Do you think that the Rule of Law is applied equally?

No, I think that black young people know that they are much more likely to be stopped whilst driving a car, or searched than their white contemporaries.

How do you feel about the general trend in the last 15 years to increase police powers?

The problem is that police need powers to do their job but some of them abuse it. I know that in looking for search warrants the police will go to certain magistrates rather than others, because some will sign anything whilst others will ask questions.

Are there any legal rules which have an adverse impact on your personal freedoms?

Well, I would like to drive a lot faster. Other than that I can’t think of anything which I find restrictive.

Is there anything which you would like to add?

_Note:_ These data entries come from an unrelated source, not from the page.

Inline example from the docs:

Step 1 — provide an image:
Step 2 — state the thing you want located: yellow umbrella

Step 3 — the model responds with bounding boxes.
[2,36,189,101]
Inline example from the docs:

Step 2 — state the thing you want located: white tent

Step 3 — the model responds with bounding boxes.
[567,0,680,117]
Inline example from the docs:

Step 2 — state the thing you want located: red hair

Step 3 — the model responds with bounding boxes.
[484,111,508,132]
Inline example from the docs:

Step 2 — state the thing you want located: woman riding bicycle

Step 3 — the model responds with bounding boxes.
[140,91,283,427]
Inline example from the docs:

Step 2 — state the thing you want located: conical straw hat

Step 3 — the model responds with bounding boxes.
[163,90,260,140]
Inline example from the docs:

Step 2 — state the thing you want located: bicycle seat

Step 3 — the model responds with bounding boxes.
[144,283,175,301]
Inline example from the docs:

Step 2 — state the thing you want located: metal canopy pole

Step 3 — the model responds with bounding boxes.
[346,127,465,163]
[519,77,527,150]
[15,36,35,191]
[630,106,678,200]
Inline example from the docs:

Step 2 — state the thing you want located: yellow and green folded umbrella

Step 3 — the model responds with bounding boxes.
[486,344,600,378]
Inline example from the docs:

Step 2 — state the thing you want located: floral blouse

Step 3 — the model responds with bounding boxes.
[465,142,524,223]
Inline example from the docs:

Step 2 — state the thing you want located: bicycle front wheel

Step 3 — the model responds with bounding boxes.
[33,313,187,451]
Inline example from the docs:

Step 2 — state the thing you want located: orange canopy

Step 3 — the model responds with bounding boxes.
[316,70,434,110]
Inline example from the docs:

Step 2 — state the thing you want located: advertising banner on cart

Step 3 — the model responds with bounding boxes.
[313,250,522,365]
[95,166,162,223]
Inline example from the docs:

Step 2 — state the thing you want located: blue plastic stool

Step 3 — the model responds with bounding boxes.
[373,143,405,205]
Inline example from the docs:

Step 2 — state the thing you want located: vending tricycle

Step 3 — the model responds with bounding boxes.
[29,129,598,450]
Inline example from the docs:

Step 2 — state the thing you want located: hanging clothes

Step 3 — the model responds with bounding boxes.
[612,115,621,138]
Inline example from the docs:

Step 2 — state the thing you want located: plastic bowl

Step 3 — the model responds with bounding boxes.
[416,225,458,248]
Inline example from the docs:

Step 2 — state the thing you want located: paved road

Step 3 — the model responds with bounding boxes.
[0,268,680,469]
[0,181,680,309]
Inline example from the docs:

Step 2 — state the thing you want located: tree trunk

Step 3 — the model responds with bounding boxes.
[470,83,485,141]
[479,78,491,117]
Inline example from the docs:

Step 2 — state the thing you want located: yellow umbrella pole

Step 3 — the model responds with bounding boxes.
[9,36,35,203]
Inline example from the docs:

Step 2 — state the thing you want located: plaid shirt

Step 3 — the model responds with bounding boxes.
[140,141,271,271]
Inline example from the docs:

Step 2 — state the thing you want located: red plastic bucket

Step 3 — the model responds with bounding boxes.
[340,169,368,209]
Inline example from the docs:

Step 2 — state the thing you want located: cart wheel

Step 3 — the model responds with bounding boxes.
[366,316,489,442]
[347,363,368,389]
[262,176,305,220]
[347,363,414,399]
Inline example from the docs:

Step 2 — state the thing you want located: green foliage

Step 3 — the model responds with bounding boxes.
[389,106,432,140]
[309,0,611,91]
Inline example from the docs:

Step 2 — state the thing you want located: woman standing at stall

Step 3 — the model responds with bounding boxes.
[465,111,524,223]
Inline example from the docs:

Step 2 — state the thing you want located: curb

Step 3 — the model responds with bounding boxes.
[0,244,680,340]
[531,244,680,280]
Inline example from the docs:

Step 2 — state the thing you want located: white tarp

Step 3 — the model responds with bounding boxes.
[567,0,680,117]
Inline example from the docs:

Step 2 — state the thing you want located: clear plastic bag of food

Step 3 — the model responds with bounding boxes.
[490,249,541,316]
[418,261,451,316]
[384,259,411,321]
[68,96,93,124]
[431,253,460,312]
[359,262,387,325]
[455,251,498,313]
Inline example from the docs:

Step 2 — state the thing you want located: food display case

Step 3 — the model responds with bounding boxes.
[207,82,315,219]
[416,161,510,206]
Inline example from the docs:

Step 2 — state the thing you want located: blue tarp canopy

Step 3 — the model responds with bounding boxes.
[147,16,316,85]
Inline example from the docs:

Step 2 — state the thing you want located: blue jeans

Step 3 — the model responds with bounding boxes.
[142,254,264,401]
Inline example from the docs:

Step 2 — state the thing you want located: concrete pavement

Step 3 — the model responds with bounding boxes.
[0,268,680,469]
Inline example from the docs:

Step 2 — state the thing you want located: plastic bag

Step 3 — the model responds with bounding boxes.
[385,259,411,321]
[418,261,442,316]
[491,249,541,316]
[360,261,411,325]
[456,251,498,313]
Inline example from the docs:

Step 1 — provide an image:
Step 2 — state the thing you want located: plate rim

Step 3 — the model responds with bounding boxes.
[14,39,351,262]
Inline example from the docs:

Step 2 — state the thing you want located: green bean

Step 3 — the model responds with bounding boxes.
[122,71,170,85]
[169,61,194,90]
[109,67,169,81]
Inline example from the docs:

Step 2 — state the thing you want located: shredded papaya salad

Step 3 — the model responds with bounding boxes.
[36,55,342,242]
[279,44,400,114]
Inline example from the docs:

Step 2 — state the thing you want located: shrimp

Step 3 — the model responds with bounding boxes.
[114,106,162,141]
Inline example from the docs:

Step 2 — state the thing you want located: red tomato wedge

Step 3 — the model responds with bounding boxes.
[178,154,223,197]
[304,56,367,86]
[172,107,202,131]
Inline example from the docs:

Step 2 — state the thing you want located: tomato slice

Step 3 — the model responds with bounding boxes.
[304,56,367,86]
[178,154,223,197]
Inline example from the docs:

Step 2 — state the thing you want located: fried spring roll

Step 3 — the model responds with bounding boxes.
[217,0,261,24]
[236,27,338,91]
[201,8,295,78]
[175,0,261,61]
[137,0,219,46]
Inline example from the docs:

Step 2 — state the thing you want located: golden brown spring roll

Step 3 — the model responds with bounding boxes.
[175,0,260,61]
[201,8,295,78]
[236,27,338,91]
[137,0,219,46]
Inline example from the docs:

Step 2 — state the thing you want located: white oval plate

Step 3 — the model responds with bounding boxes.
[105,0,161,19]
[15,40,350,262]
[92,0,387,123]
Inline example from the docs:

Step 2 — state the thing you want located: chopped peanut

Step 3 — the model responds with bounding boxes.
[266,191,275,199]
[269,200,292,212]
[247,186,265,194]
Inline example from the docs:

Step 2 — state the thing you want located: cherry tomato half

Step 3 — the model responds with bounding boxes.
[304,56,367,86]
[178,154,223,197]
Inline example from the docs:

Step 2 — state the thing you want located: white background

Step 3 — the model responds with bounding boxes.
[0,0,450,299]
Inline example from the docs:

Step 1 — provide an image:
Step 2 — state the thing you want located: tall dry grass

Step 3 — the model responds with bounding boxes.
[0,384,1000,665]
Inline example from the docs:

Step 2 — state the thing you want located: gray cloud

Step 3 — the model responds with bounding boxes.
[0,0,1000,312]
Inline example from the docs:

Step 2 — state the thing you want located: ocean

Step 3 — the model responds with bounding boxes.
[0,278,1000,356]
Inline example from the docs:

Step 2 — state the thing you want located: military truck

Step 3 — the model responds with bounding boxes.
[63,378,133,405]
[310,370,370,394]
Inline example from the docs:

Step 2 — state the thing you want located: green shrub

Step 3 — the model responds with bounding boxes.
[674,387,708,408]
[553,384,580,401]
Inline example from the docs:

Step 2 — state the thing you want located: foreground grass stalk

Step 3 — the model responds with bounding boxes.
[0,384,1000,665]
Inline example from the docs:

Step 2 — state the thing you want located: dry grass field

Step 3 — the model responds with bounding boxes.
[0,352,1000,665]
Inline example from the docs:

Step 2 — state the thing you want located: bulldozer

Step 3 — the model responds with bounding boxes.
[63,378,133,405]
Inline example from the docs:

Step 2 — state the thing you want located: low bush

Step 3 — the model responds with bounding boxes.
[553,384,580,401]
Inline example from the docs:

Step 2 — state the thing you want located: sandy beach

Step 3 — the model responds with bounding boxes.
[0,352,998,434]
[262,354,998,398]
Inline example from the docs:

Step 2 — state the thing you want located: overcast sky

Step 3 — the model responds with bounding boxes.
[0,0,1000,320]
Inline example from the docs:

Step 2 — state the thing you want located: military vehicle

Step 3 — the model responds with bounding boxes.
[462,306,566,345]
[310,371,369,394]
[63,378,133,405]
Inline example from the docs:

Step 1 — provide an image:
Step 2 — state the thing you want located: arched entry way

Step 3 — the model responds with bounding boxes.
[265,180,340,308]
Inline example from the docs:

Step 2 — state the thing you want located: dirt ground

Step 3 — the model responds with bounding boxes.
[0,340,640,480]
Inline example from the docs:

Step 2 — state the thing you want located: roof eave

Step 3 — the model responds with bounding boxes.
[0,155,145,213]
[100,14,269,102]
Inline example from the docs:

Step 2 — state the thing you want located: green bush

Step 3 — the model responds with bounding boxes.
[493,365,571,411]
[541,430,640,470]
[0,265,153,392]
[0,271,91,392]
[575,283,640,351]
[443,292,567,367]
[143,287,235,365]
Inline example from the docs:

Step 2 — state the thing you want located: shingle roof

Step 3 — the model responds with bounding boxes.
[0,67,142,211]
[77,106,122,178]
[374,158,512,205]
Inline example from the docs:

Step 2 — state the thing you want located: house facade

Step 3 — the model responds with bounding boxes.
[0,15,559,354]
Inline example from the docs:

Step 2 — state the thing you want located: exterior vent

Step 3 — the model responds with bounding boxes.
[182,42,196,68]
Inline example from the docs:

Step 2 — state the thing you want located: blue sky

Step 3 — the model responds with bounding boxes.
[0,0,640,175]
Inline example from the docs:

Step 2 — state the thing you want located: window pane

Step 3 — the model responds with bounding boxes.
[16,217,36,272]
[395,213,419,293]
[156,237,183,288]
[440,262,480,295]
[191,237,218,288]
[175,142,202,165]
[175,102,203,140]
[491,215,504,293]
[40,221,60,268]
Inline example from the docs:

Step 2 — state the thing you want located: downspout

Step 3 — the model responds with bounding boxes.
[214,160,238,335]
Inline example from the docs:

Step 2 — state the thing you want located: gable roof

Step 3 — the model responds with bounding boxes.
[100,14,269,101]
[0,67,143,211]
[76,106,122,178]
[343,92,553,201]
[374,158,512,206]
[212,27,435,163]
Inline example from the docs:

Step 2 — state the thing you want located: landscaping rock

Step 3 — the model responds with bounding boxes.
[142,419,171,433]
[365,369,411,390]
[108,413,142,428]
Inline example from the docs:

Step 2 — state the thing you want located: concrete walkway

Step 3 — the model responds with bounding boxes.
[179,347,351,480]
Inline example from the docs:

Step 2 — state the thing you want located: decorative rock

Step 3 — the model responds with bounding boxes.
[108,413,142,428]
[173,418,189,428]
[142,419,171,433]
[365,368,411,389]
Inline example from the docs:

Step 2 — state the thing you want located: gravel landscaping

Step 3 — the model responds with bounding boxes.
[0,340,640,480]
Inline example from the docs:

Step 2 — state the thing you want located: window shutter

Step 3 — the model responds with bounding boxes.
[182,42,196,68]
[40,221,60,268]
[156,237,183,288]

I think that religion is sometimes seen as being reactionary, conservative and out of touch, and that can lead to society trying to push religion to the edge and exclude it, rather than giving it a voice. Pushing it out and trying to silence it is more likely to encourage extremism; it is better to give religion a voice. The world should listen to the church and I think that the reverse is also true, and that sometimes the church needs to listen to the world, particularly in relation to women’s equality and homosexuality.

Dominic Walker is the former Bishop of Monmouth having previously been Vicar of Brighton and Bishop of Reading. Whilst in Brighton he was involved in the protests against live animal exports. He became chairman of ASWA in 1998 and Vice President in 2004. He has been President since 2008. He has also been a Vice President of the RSPCA since 2001.